Словом, произошел чрезвычайно плодотворный поворот, без которого, я убежден, мы не победили бы в Отечественной войне.

Вик. К. Вы имеете в виду именно отношение к истории?

Вад. К. В частности, и это. Если возьмете, например, Малую Советскую Энциклопедию, изданную на рубеже 20 – 30-х годов, вы обнаружите, что все самые выдающиеся, самые ценимые деятели русской истории – Александр Невский, Дмитрий Донской, Минин и Пожарский, Петр I, – все изображены в чудовищно негативном свете.

Вик. К. Я знаю это издание – синий десятитомник…

Вад. К. Ну вот, он был завершен до 33-го года. А начиная как раз с 37-го на экраны выходят киноэпопеи, кинопоэмы о Петре I, Александре Невском, о Минине и Пожарском, и вся страна восторженно смотрит. Я мальчишкой тогда был, но помню, с каким восторгом даже дети это воспринимали. Мы, например, все играли в Александра Невского.

Вик. К. Мы тоже, хотя я смотрел эти фильмы несколько позднее.

Вад. К. Да, такой колоссальный поворот. Причем это только одно проявление. Его можно обнаружить где хотите – и в хозяйстве, и в идеологии – во всем.

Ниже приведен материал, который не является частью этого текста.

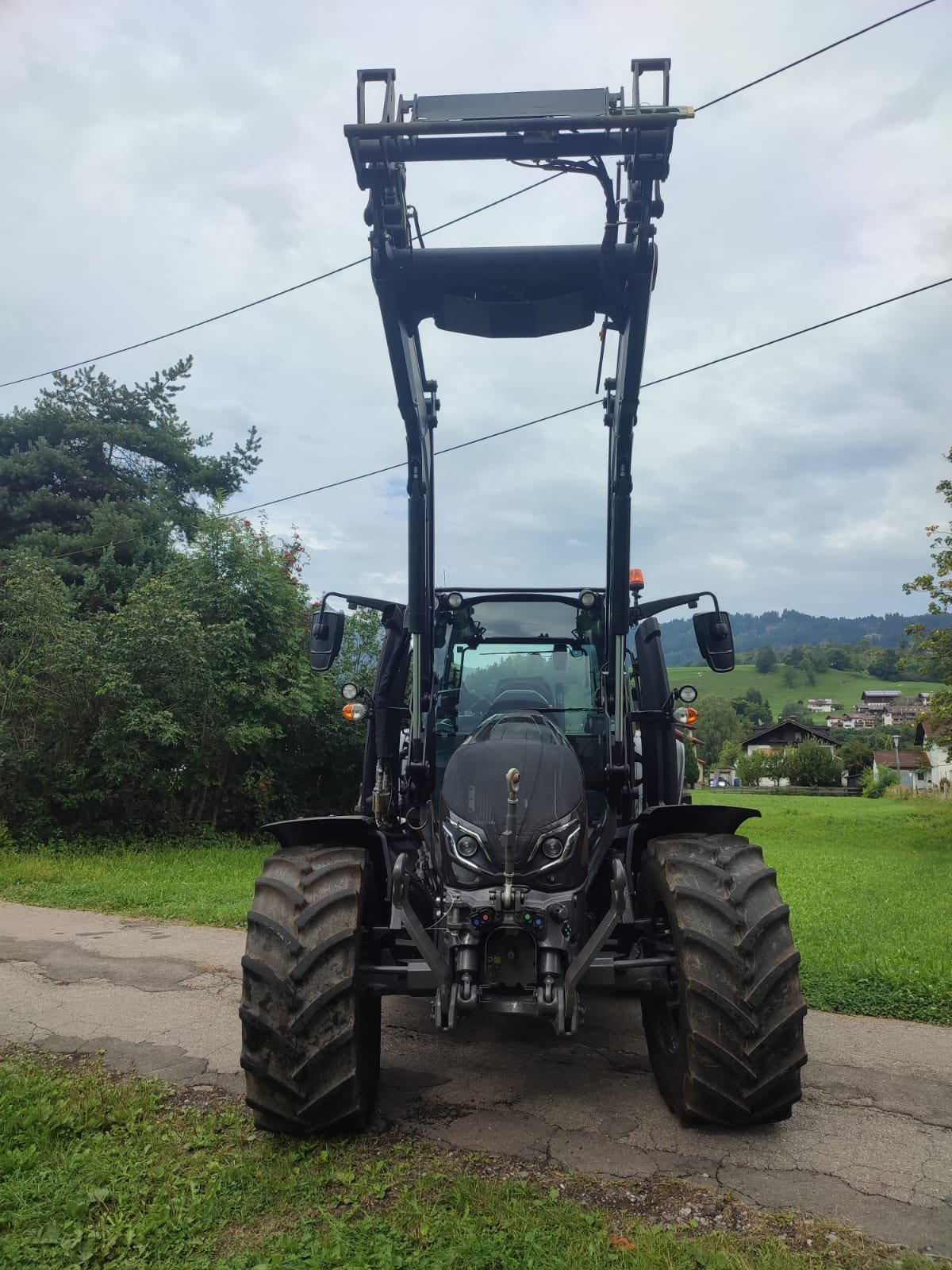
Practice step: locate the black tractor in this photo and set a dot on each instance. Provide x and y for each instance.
(524, 836)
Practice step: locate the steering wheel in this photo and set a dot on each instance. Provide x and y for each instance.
(518, 698)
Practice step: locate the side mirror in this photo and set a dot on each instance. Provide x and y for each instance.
(715, 641)
(327, 634)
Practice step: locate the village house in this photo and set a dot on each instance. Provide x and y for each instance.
(937, 749)
(776, 738)
(914, 766)
(852, 721)
(880, 696)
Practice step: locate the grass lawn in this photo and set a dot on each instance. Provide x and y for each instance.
(869, 883)
(846, 686)
(106, 1172)
(869, 888)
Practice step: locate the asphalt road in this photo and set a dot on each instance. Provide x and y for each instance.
(871, 1143)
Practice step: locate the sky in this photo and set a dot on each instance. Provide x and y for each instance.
(167, 162)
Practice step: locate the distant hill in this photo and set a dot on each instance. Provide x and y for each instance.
(791, 628)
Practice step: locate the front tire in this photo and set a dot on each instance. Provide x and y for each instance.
(727, 1048)
(310, 1039)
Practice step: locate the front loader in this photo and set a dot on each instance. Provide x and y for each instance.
(522, 837)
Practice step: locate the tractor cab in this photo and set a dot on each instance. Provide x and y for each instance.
(514, 653)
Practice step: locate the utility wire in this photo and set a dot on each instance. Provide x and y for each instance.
(363, 260)
(545, 418)
(810, 56)
(274, 295)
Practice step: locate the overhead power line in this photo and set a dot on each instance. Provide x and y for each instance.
(363, 260)
(809, 57)
(274, 295)
(555, 414)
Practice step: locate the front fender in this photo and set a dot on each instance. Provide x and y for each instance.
(344, 831)
(662, 822)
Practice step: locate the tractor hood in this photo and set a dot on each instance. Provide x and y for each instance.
(549, 822)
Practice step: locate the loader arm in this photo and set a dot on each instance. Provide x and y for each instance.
(514, 292)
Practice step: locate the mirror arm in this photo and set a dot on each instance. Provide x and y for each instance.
(639, 613)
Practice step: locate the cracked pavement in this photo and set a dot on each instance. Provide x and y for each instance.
(869, 1145)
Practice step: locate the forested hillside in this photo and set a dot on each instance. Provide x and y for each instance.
(789, 629)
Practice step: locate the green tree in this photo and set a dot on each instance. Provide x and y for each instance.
(791, 677)
(812, 764)
(797, 710)
(936, 645)
(717, 723)
(856, 755)
(190, 705)
(50, 667)
(752, 768)
(766, 660)
(98, 478)
(776, 766)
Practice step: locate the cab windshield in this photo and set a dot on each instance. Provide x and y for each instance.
(520, 654)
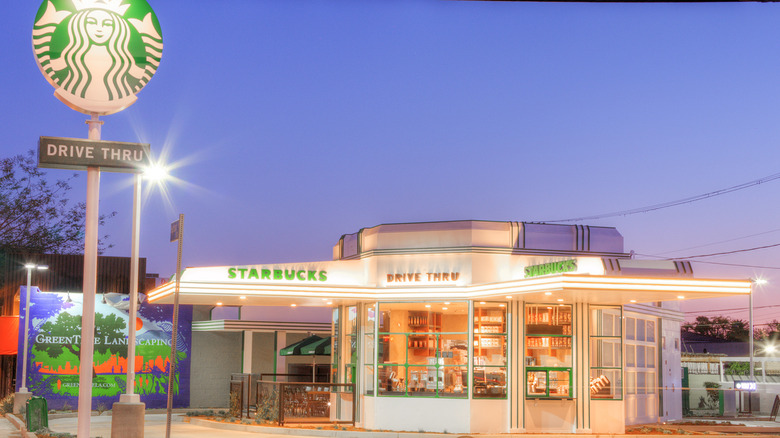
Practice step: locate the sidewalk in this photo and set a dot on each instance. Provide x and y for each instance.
(155, 428)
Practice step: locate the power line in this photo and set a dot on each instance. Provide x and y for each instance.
(724, 241)
(674, 203)
(713, 263)
(735, 309)
(727, 252)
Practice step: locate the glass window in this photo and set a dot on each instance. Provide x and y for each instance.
(641, 356)
(606, 356)
(423, 349)
(548, 350)
(650, 337)
(640, 329)
(490, 349)
(605, 384)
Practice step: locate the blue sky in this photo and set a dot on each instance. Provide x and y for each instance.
(297, 122)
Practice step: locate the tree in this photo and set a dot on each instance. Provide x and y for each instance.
(721, 327)
(36, 215)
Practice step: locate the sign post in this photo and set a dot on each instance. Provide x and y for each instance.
(177, 233)
(97, 54)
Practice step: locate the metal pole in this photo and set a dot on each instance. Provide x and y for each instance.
(134, 250)
(750, 329)
(172, 367)
(90, 286)
(26, 329)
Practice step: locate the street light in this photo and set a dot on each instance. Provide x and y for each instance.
(753, 281)
(29, 267)
(155, 173)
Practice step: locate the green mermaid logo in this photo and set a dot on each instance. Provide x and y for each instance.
(98, 54)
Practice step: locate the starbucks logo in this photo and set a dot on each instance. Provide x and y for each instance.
(98, 54)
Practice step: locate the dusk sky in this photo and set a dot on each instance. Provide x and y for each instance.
(294, 122)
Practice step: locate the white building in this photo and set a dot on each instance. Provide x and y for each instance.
(473, 326)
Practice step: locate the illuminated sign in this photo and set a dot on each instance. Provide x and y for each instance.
(745, 385)
(276, 274)
(417, 277)
(551, 268)
(97, 54)
(78, 154)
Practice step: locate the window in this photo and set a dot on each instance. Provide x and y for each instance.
(548, 351)
(423, 349)
(641, 356)
(490, 331)
(369, 341)
(606, 341)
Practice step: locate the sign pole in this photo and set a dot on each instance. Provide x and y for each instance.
(134, 250)
(127, 418)
(90, 287)
(177, 233)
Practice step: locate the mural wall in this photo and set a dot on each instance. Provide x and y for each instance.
(55, 339)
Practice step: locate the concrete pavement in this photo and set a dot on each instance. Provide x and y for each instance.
(155, 428)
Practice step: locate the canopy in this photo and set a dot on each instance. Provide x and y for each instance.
(310, 346)
(318, 348)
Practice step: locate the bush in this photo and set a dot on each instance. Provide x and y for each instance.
(7, 404)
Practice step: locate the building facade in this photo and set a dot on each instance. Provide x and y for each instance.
(476, 326)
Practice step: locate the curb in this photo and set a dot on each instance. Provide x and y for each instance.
(271, 430)
(18, 424)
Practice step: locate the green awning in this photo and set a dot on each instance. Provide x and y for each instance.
(318, 348)
(296, 348)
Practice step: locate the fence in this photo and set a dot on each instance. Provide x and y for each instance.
(288, 402)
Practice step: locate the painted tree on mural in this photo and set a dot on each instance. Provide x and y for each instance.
(109, 332)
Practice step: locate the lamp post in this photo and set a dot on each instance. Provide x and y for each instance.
(128, 414)
(21, 397)
(29, 268)
(753, 282)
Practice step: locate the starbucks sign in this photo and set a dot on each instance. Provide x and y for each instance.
(97, 54)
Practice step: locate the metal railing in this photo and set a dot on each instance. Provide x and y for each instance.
(306, 402)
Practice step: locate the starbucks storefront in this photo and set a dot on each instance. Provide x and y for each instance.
(491, 327)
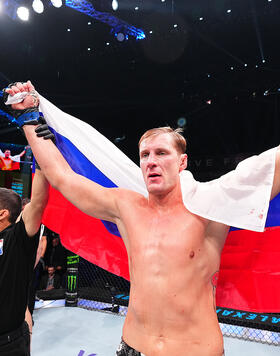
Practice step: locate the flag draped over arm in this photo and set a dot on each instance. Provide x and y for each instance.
(240, 198)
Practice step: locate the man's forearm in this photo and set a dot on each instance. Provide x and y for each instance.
(50, 160)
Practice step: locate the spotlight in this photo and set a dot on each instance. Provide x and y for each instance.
(56, 3)
(38, 6)
(23, 13)
(115, 5)
(181, 122)
(120, 37)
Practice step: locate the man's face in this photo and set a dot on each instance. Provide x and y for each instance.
(160, 163)
(7, 153)
(51, 271)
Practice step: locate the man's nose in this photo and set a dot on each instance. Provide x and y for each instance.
(151, 160)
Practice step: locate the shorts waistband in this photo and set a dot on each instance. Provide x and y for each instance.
(11, 336)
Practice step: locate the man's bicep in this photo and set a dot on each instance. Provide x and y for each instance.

Интересно, что два человека, достаточно значительных, но стоящих на противоположных идеологических позициях, очень чутко прореагировали на этот поворот: Троцкий и, с другой стороны, известный философ Георгий Федотов. Они оба в 36-м году, то есть еще до 37-го, но в канун его, будучи за границей, выступили с примечательными работами, где писали о том, что произошло в стране.